Course prepares people to come to a pet’s rescue

Published: April 2, 2006 | 3900th good news item since 2003

During last year’s vicious hurricane season, Andy Bass darted across the nation, rescuing four-legged victims from floods and debris in Texas, Louisiana and Key West.

As a trained animal rescue volunteer, the 43-year-old Pompano Beach resident helped care for hundreds of displaced dogs and cats after hurricanes Katrina, Rita and Wilma.

“The more we get hit by these storms,” Bass said, “the more we’re getting prepared.”

That’s why Bass will be training about 180 South Florida residents next month during Fort Lauderdale’s first Emergency Animal Rescue Service workshop, a daylong training session on May 13 that will teach volunteers how to rescue, shelter and care for displaced animals before the next natural disaster strikes.

“There is definitely a higher awareness of the need to prepare for disasters,” said Alexis Raymond, spokeswoman for the California-based United Animal Nations, which formed the rescue service.

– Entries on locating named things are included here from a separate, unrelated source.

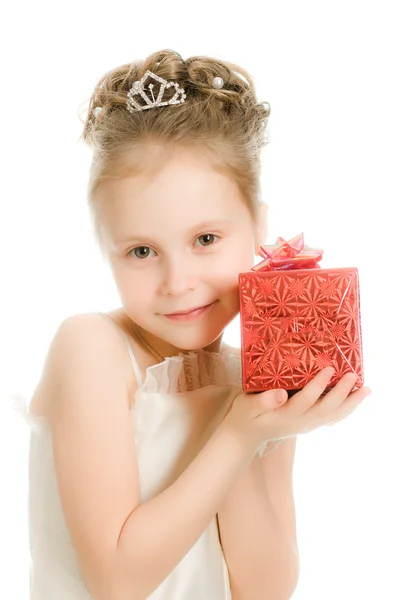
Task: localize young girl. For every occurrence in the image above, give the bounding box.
[14,50,369,600]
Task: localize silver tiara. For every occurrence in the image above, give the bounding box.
[126,71,186,113]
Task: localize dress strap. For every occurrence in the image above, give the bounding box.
[98,312,143,387]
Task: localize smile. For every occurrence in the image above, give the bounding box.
[164,302,214,321]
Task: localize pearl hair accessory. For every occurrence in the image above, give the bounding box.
[213,77,225,90]
[126,71,186,113]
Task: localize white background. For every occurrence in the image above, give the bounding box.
[0,0,400,600]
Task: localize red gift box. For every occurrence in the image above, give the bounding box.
[239,233,364,396]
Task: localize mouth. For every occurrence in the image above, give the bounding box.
[164,302,213,317]
[164,301,215,321]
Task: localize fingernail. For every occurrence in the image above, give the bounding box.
[276,390,287,404]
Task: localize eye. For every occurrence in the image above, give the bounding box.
[128,246,154,259]
[197,233,218,246]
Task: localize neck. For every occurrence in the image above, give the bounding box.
[131,322,222,360]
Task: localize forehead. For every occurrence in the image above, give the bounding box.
[97,149,253,241]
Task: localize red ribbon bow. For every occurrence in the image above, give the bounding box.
[251,233,324,271]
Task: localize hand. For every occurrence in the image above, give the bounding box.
[221,367,371,448]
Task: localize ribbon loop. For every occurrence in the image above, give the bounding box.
[251,233,324,271]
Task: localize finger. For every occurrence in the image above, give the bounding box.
[315,373,358,415]
[327,387,372,425]
[293,367,335,413]
[255,389,288,410]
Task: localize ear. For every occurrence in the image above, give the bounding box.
[255,202,269,254]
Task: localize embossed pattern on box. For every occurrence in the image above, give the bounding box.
[239,267,364,391]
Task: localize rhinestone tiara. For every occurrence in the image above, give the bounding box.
[126,71,186,113]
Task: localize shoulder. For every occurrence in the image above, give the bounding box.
[31,313,137,416]
[221,342,242,356]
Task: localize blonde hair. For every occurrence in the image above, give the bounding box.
[82,50,269,253]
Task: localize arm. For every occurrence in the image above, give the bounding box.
[45,315,256,600]
[114,428,260,600]
[218,438,299,600]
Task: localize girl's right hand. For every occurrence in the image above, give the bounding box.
[221,367,371,449]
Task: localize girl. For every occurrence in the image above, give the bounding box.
[12,50,370,600]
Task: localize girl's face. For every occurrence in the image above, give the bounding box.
[97,149,257,355]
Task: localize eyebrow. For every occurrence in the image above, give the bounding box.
[114,219,232,245]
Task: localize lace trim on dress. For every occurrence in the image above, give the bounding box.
[140,350,242,394]
[7,349,283,458]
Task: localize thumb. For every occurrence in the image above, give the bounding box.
[263,389,288,409]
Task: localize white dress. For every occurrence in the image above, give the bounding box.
[10,313,275,600]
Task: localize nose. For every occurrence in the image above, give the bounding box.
[160,255,199,296]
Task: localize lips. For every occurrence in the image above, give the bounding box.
[165,302,213,317]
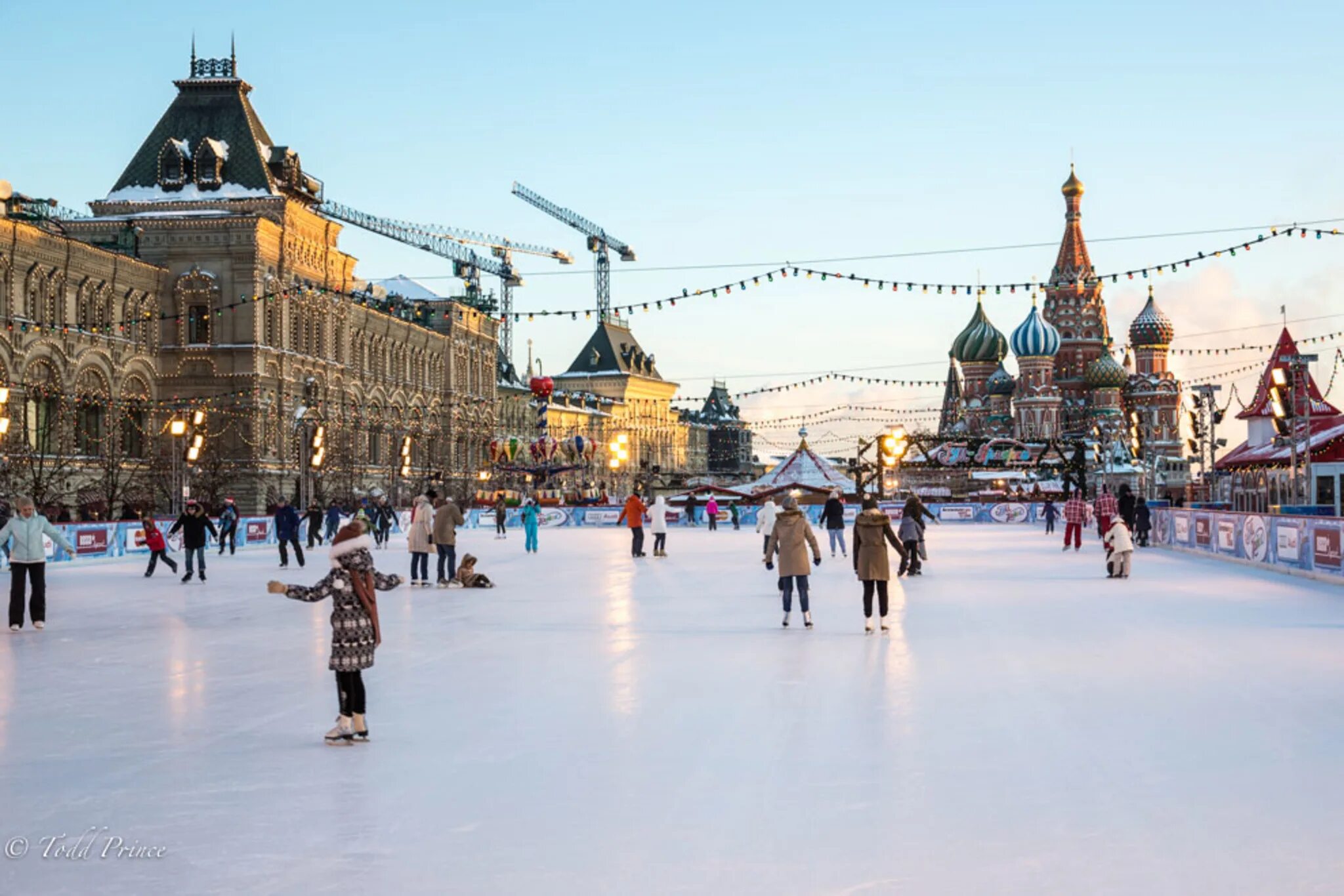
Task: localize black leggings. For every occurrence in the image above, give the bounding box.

Bass said the organization needs animal-loving volunteers ready to face tough situations as he and other volunteers did last year. “After watching everything that went on last year, especially in New Orleans, we all have to pull together,” he said. “You have to be ready for anything.”

Founded in 1987, the rescue service is a network of 2,500 trained volunteers, including Bass, who respond to disasters in the United States and Canada within 24 hours. The service deployed 435 volunteers last year to care for about 2,100 displaced animals after Hurricane Katrina.

The United Animal Nations recently joined forces with the American Society for the Prevention of Cruelty to Animals to train volunteers in Fort Lauderdale and 14 other cities, including New Orleans, Birmingham, Ala. and Fort Worth, Texas.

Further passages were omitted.